SCHEDULE TO
This Amendment No. 2 (this “Amendment”) amends and supplements the Tender Offer Statement on Schedule TO filed with the Securities and Exchange Commission on November 10, 2022 (together with any subsequent amendments and supplements thereto, the “Schedule TO”), by FP Credit Partners II, L.P. and FP Credit Partners Phoenix II, L.P. (the “Purchasers”) in connection with an offer (the “Offer”) by the Purchasers to purchase up to $75.0 million of outstanding Class A ordinary shares of Pathfinder Acquisition Corporation, a Cayman Islands exempted company incorporated with limited liability (the “Company”), with a nominal or par value of $0.0001 each per share (the “Class A Shares”), at the tender offer price of $10.00 in cash per Class A Share, without interest on the purchase price and less any applicable withholding taxes, upon the terms and subject to the conditions described in the Offer to Purchase (as defined below) and in the related Letter of Transmittal (as defined below). Each Class A Share was sold in the Company’s initial public offering, which closed on February 19, 2021, pursuant to a prospectus dated February 16, 2021, as part of a unit, each of which contained one Class A Share and one-fifth of one redeemable warrant. The Offer is subject to the terms and conditions set forth in the Offer to Purchase, dated December 5, 2022 (together with any amendments or supplements thereto, the “Offer to Purchase”), and in the related Letter of Transmittal (the “Letter of Transmittal”) (which have been previously filed as exhibits to this Schedule TO).
Items 1 through 11.
Items 1 through 11 of the Schedule TO, to the extent they incorporate by reference information contained in the Offer to Purchase and the Letter of Transmittal, are hereby amended as follows:
Termination of the Tender Offer
On January 4, 2023, the Purchasers announced that they had terminated the Offer.

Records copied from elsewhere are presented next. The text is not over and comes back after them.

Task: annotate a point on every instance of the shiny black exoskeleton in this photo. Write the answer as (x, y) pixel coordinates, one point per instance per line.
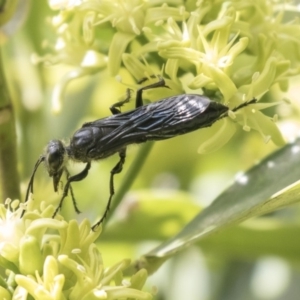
(102, 138)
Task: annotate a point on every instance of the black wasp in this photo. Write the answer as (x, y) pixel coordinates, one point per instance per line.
(96, 140)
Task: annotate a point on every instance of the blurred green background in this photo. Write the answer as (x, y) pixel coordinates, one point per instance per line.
(257, 260)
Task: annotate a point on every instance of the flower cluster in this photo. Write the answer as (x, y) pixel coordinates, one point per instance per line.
(232, 50)
(51, 259)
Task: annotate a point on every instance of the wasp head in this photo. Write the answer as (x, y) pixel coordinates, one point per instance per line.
(55, 159)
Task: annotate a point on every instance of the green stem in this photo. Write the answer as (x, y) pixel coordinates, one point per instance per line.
(9, 176)
(131, 174)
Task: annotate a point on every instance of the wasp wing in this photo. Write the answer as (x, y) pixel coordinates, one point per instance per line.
(156, 121)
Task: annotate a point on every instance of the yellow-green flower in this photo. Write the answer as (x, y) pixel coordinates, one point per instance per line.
(53, 260)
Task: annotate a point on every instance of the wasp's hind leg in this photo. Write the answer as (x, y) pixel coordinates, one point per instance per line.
(116, 170)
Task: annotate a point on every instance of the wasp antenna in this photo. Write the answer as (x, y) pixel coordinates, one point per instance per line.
(30, 184)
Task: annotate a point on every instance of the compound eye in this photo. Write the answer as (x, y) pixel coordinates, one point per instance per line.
(55, 157)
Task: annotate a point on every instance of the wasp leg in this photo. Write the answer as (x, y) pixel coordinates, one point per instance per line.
(77, 177)
(115, 108)
(116, 170)
(72, 194)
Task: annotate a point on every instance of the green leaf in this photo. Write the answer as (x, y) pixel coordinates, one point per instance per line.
(269, 185)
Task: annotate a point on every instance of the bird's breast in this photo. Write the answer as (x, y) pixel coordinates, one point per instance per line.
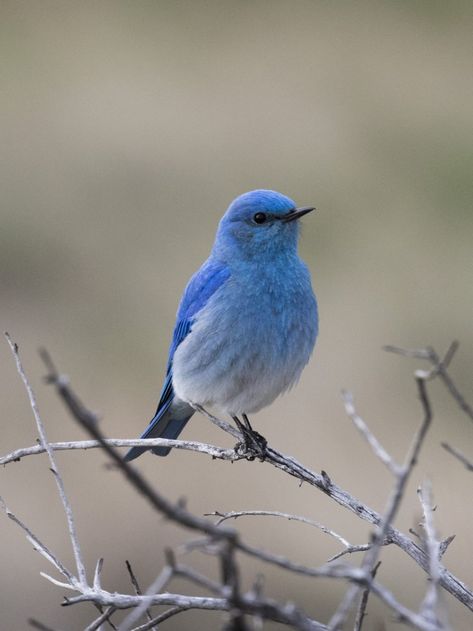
(249, 343)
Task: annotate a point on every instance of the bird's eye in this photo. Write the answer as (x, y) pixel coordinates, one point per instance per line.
(260, 218)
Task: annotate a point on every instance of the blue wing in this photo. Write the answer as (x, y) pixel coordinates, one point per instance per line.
(200, 288)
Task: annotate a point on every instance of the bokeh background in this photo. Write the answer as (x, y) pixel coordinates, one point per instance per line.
(127, 128)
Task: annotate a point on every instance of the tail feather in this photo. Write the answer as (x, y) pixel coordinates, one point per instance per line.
(167, 423)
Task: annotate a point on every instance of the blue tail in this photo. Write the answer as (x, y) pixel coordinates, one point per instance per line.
(166, 423)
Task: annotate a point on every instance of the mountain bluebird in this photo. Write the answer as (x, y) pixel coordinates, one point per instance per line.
(246, 324)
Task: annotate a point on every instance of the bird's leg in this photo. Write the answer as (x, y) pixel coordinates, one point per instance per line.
(252, 441)
(257, 438)
(248, 443)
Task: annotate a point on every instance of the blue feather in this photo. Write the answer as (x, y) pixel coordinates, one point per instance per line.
(198, 291)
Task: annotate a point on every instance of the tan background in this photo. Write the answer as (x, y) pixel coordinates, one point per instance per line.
(127, 128)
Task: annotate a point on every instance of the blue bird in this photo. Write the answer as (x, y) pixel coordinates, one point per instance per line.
(246, 324)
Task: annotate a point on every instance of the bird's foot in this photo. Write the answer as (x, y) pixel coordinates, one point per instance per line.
(252, 446)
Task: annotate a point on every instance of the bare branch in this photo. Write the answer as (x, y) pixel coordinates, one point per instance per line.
(235, 514)
(188, 445)
(321, 481)
(59, 481)
(96, 624)
(137, 588)
(38, 545)
(430, 606)
(360, 614)
(439, 368)
(379, 536)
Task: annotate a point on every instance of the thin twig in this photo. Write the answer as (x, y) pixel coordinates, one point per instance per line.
(402, 476)
(305, 520)
(188, 445)
(430, 606)
(361, 612)
(439, 368)
(292, 467)
(137, 588)
(459, 455)
(59, 481)
(104, 617)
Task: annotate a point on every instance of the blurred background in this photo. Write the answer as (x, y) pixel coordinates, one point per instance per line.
(127, 128)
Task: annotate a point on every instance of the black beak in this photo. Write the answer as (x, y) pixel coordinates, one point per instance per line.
(297, 213)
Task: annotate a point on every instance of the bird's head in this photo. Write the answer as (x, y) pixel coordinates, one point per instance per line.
(260, 223)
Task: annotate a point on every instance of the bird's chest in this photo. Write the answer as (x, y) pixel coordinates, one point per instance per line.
(269, 313)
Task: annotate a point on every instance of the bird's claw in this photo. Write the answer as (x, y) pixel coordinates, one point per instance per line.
(252, 446)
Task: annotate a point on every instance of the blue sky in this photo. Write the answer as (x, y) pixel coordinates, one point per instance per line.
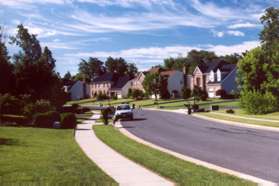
(142, 31)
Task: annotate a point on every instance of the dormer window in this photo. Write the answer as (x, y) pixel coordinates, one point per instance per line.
(211, 76)
(219, 75)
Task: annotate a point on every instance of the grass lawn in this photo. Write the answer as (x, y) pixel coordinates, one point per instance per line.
(249, 120)
(177, 170)
(32, 156)
(82, 117)
(82, 101)
(166, 104)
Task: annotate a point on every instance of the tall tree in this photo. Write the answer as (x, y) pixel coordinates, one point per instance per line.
(35, 69)
(270, 33)
(6, 68)
(258, 71)
(151, 84)
(91, 68)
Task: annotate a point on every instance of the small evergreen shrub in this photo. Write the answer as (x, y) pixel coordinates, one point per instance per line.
(137, 94)
(186, 93)
(255, 102)
(11, 105)
(230, 111)
(68, 120)
(46, 120)
(40, 106)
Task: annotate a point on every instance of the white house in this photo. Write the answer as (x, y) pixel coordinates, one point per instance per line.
(79, 90)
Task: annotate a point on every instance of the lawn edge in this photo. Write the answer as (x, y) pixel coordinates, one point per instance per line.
(235, 123)
(240, 175)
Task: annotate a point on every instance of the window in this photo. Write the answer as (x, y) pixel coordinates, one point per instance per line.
(211, 76)
(218, 75)
(198, 81)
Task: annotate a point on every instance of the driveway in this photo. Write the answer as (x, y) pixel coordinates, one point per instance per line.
(250, 151)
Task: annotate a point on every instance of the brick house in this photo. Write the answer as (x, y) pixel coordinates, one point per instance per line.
(174, 81)
(212, 76)
(110, 85)
(137, 82)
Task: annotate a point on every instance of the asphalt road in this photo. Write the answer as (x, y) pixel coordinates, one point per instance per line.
(250, 151)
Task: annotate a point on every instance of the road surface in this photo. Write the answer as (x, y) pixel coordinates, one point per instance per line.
(250, 151)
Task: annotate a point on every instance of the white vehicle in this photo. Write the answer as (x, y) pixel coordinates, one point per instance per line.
(124, 111)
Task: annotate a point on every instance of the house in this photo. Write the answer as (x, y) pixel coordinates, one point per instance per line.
(110, 84)
(213, 76)
(174, 81)
(79, 90)
(137, 82)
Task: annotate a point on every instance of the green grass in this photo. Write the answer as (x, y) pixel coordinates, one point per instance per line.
(241, 112)
(32, 156)
(82, 117)
(167, 104)
(230, 117)
(177, 170)
(82, 101)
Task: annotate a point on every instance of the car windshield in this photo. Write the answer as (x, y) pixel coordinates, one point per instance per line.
(123, 107)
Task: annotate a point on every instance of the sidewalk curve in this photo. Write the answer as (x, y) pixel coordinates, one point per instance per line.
(121, 169)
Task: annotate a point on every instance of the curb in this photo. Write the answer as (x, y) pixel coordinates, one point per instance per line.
(224, 122)
(239, 124)
(254, 179)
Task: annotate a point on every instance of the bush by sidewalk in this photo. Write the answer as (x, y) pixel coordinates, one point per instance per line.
(68, 121)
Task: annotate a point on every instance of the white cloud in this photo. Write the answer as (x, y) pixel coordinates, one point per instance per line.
(236, 33)
(218, 33)
(25, 2)
(147, 57)
(128, 3)
(88, 22)
(243, 25)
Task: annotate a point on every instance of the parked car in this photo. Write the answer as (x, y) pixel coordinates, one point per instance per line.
(124, 111)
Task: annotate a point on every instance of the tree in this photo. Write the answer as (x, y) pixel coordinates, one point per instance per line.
(258, 71)
(91, 68)
(117, 66)
(270, 33)
(6, 69)
(251, 71)
(232, 58)
(131, 69)
(35, 69)
(175, 63)
(151, 84)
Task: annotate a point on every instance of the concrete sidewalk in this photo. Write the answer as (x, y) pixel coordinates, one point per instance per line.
(121, 169)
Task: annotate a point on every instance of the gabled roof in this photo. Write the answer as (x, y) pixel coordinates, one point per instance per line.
(121, 82)
(168, 73)
(104, 78)
(206, 66)
(155, 70)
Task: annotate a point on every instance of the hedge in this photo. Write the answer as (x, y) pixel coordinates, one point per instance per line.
(68, 120)
(46, 120)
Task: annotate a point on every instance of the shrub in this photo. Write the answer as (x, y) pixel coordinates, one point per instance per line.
(137, 94)
(199, 94)
(68, 120)
(255, 102)
(101, 96)
(46, 120)
(10, 105)
(11, 119)
(186, 93)
(40, 106)
(230, 111)
(105, 115)
(195, 107)
(222, 93)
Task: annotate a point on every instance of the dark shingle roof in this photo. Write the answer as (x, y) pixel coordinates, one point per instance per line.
(121, 81)
(104, 78)
(206, 66)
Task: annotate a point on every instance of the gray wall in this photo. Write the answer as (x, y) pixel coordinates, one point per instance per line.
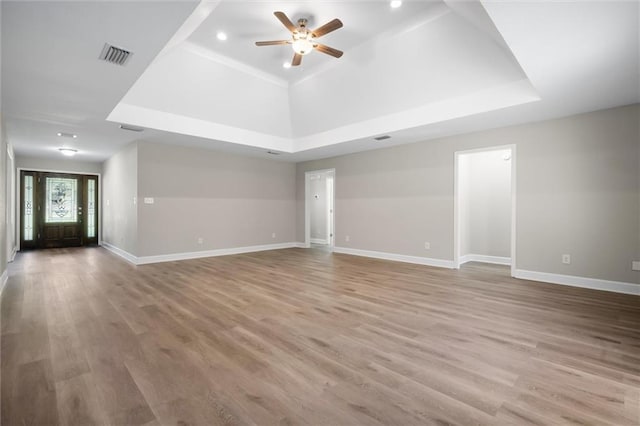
(119, 203)
(485, 203)
(318, 219)
(578, 193)
(61, 165)
(227, 200)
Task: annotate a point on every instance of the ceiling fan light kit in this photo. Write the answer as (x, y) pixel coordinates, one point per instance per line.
(303, 40)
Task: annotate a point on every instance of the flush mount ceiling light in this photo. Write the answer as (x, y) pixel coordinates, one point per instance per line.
(67, 135)
(69, 152)
(303, 40)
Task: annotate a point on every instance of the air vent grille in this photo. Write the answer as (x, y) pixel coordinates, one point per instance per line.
(131, 128)
(114, 55)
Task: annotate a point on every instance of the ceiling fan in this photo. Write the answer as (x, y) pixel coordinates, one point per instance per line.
(303, 40)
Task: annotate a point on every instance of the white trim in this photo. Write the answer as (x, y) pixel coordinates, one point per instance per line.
(12, 254)
(3, 280)
(307, 206)
(457, 244)
(143, 260)
(497, 260)
(211, 253)
(570, 280)
(440, 263)
(18, 199)
(122, 253)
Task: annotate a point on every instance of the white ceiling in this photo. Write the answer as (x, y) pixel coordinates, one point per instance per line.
(425, 70)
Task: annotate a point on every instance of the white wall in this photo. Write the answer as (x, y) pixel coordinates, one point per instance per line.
(119, 200)
(62, 164)
(578, 193)
(319, 206)
(485, 202)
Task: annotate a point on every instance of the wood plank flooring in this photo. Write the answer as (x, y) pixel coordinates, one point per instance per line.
(308, 337)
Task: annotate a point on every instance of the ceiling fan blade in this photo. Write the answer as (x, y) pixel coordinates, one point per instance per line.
(327, 28)
(272, 43)
(329, 50)
(285, 21)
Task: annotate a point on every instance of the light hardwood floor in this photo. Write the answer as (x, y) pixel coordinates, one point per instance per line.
(306, 337)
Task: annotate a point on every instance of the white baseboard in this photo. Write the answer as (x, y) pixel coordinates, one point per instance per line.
(497, 260)
(122, 253)
(144, 260)
(3, 280)
(396, 257)
(592, 283)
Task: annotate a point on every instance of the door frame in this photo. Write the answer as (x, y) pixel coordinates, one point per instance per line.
(457, 244)
(307, 206)
(18, 204)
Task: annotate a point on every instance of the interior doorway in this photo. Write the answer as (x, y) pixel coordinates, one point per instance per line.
(485, 206)
(58, 210)
(319, 209)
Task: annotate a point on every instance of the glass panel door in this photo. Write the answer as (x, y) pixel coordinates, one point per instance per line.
(61, 200)
(58, 210)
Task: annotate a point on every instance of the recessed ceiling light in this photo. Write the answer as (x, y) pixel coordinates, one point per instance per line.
(69, 152)
(67, 135)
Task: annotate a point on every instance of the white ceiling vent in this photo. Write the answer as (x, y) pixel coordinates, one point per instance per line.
(114, 55)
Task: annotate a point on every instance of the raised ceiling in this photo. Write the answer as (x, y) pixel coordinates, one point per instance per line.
(424, 70)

As a result of this termination, no Class A Shares will be purchased in the Offer and all Class A Shares previously tendered and not withdrawn will be promptly returned to tendering holders.
A copy of the press release issued by the Purchasers on January 4, 2023 announcing the termination of the Offer is attached hereto as Exhibit (a)(5)(B) and is incorporated herein by reference.
Item 12.
Item 12 of the Schedule TO is hereby amended and supplemented by adding the following exhibit: (a)(5)(B) Press Release dated January 4, 2023.